Aside from being a classic horror movie in its own right, Witchfinder General is a definitive example of the ‘folk horror’ sub-genre – a term popularised by Mark Gatiss in his excellent History of Horror series, but coined by director Piers Haggard in reference to his own movie, the awesomely titled but far less satisfying The Blood on Satan’s Claw. Other notable highlights of the genre include Robin Hardy’s sinister exercise in pagan terror The Wicker Man and Ben Wheatley’s dense and perplexing A Field in England.
If one wanted to get a bit highbrow and go for a modern interpretation, we might compare Hopkins’ modus operandi to the present-day machinations of the tabloid press. There’s a reason ‘tabloid witch hunt’ has become a phrase after all. With Hopkins stoking up fear and anger in the populace, his true motivation is personal and financial gain. It serves as testimony to the fact that throughout history the power of religion and/or a charismatic leader can rouse a mob toward acts of horror and persecution, regardless of true facts.
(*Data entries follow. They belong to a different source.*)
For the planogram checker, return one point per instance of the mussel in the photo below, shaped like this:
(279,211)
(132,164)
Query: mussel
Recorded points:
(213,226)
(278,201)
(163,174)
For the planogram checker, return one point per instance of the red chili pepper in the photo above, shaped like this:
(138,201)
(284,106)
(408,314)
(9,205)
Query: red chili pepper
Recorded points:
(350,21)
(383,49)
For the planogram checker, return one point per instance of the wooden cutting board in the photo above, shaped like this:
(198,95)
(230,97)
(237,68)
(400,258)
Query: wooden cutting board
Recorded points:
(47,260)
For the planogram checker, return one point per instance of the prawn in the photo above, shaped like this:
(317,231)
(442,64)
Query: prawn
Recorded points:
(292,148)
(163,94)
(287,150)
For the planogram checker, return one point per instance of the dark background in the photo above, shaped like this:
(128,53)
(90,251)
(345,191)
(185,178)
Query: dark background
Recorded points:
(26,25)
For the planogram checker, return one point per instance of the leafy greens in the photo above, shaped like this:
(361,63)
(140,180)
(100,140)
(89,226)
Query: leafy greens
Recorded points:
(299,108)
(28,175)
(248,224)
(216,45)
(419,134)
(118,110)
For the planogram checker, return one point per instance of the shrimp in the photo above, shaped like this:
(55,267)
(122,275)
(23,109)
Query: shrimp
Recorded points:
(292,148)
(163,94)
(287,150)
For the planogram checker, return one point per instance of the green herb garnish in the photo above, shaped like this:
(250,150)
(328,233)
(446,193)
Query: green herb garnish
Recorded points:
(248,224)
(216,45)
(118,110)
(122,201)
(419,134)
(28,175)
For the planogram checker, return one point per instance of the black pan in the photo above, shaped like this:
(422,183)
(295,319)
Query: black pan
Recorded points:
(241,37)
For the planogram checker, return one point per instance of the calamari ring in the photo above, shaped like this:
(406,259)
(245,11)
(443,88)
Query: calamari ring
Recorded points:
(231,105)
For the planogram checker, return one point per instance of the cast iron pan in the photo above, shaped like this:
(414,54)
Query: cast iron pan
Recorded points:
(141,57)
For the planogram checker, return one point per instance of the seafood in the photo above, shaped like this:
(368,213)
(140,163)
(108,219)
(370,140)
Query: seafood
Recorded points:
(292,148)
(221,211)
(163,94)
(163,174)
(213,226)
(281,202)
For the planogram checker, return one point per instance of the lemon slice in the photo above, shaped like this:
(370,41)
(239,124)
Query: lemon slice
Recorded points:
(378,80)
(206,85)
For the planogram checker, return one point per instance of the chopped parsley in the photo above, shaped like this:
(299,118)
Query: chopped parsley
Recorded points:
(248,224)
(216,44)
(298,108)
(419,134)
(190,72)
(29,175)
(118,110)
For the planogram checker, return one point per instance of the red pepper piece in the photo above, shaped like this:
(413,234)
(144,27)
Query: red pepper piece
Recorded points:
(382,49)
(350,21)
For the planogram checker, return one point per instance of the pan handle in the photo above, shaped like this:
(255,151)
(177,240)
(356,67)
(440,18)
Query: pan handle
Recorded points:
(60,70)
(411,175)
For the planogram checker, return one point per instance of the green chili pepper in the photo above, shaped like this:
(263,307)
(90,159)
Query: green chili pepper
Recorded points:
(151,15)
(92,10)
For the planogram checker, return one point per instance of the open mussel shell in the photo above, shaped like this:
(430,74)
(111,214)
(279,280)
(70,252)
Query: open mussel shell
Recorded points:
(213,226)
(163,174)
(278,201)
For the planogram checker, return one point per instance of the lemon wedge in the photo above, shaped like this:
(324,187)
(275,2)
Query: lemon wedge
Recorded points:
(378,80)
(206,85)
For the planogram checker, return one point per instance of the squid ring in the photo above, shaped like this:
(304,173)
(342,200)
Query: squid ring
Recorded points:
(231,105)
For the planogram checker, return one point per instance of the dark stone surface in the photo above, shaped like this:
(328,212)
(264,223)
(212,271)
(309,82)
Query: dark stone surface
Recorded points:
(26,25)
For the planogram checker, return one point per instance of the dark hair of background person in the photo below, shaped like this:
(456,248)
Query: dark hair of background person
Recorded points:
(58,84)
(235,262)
Witchfinder General is driven by both protagonists’ warped sense of justice throughout. Be it Hopkins’ moralistic crusade or Marshall’s sworn blood oath, it’s used to excuse their questionable actions, leading us inexorably to the thing that truly sets Witchfinder General apart from many of its contemporaries – the ending. It is so gobsmacking, it is impossible to ignore. (So, consider this fair spoiler warning to skip the next paragraph if you have not seen the movie).
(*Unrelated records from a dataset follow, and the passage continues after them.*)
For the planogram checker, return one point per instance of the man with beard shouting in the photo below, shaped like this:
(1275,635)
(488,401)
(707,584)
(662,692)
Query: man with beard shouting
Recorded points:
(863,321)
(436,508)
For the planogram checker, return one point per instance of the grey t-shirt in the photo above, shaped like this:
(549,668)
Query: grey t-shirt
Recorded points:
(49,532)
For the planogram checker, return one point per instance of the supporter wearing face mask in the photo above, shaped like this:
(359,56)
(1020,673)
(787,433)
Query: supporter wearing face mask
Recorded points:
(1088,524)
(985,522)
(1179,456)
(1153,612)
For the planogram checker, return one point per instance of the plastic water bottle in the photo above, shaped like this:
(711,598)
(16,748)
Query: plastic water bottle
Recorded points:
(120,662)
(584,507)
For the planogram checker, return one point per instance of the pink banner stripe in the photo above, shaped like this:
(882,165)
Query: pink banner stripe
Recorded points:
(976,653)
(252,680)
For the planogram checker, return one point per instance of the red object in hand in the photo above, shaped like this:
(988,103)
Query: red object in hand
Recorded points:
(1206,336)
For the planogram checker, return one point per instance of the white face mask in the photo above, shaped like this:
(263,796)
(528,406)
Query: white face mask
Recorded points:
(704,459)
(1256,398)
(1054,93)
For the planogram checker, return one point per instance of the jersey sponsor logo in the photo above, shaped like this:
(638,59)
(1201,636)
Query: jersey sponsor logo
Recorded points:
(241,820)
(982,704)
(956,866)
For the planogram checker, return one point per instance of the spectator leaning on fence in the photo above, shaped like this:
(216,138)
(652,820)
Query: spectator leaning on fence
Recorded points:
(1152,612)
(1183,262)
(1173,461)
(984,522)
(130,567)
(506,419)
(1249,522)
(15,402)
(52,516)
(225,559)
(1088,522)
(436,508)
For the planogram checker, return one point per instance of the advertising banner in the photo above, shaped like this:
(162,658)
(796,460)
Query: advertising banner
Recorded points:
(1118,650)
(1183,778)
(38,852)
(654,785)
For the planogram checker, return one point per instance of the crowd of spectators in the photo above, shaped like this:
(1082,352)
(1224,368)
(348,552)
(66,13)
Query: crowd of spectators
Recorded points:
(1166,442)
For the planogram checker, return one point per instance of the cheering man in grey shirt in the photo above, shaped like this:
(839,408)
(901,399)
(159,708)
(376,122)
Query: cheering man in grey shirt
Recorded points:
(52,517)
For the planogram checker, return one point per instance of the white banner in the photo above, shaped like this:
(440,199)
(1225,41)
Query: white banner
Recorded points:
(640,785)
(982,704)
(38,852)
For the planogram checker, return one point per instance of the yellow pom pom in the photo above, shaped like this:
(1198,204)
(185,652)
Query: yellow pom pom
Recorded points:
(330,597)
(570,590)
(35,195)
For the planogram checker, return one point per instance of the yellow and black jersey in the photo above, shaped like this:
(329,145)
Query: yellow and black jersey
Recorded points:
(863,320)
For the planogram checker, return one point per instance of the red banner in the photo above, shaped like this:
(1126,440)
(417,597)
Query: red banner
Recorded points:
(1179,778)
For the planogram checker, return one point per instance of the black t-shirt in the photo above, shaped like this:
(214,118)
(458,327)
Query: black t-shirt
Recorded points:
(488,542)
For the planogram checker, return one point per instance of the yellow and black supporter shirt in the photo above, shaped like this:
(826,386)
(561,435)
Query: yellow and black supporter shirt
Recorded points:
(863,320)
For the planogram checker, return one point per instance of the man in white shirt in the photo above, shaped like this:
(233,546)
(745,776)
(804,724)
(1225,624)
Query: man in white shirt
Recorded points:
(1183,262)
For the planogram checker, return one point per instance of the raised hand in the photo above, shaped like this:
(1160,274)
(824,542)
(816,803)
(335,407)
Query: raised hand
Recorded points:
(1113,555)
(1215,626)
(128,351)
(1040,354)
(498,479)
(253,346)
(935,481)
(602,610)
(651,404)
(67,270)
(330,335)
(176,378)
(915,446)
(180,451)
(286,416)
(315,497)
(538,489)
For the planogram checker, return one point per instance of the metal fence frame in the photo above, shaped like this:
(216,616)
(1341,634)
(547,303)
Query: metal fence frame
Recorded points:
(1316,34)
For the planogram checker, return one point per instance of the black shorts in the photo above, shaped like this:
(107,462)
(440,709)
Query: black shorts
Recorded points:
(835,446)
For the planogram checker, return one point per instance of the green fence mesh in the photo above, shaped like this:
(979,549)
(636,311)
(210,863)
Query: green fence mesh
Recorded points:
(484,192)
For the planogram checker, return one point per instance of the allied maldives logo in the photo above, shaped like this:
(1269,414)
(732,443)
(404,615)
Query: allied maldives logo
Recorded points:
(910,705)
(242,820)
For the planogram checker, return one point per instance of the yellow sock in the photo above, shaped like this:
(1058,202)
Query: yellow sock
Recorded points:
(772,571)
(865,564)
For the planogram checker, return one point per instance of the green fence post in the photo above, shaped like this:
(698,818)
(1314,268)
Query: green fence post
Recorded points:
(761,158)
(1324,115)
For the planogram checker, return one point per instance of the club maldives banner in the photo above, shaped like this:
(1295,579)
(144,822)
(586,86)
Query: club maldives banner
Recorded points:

Witchfinder General has one of the greatest endings of all time. Certainly, it is one of the bleakest as Marshall’s hatred dictates his final confrontation with Matthew Hopkins. As the hero of good standing and solid integrity, we expect Marshall to show mercy, despite what he has been through. But he is consumed, utterly, by vengeance. As Sara’s screams echo over the end credits, goodness does not win out. Instead, humanity’s darkest motivations take centre stage and we realise there is no redemption for any of these characters. It is a stunning end to a movie that is already treading in dark territory. The impact on an audience seeing this for the first time in 1968 was surely intense, as it has lost none of its power today.
Shockingly violent for its time, Witchfinder General alarmed both the BBFC and critics alike, but audiences responded to its mean streak and the movie performed well. Witchfinder General remains disturbingly grisly, with effectively nasty interrogation scenes and executions. Folks are gouged and stabbed and burnt to a crisp. Accused of sadism and exploitation on release, in many respects Witchfinder General’s strength is in its unremitting dedication to sweet, sweet nihilism. It is great because it is horrible. It hates everything. It hates you. It is a movie that revels in its own cynicism.
As far as its cultural impact goes, as is often the case, the horror genre finds itself resonating in the world of classic heavy metal. Witchfinder General inspired the New Wave Of British Heavy Metal (NWOBHM) act of the same name (bawdy, exploitative album covers included), while Cathedral’s thundering doom metal opus, “Hopkins (The Witchfinder General)”, replete with marvellously eccentric video, is arguably the greatest British horror-inspired heavy metal rager of all time (although Iron Maiden’s anthemic “The Wicker Man” ditty might have a bone to pick on that score).
As with all classics, talk of a remake has reared its ugly head, although Witchfinder at least has the intriguing prospect of Nicholas Winding Refn flirting with its production. And while it does indeed look like ripe material for a genre fiend such as Refn, it’s still hard to see what a remake could really bring to the table. With a dark sensibility that was ahead of its time, and a twisted refusal to redeem any character, Witchfinder General more than earned its place at the table of horror classics, and still stands tall today.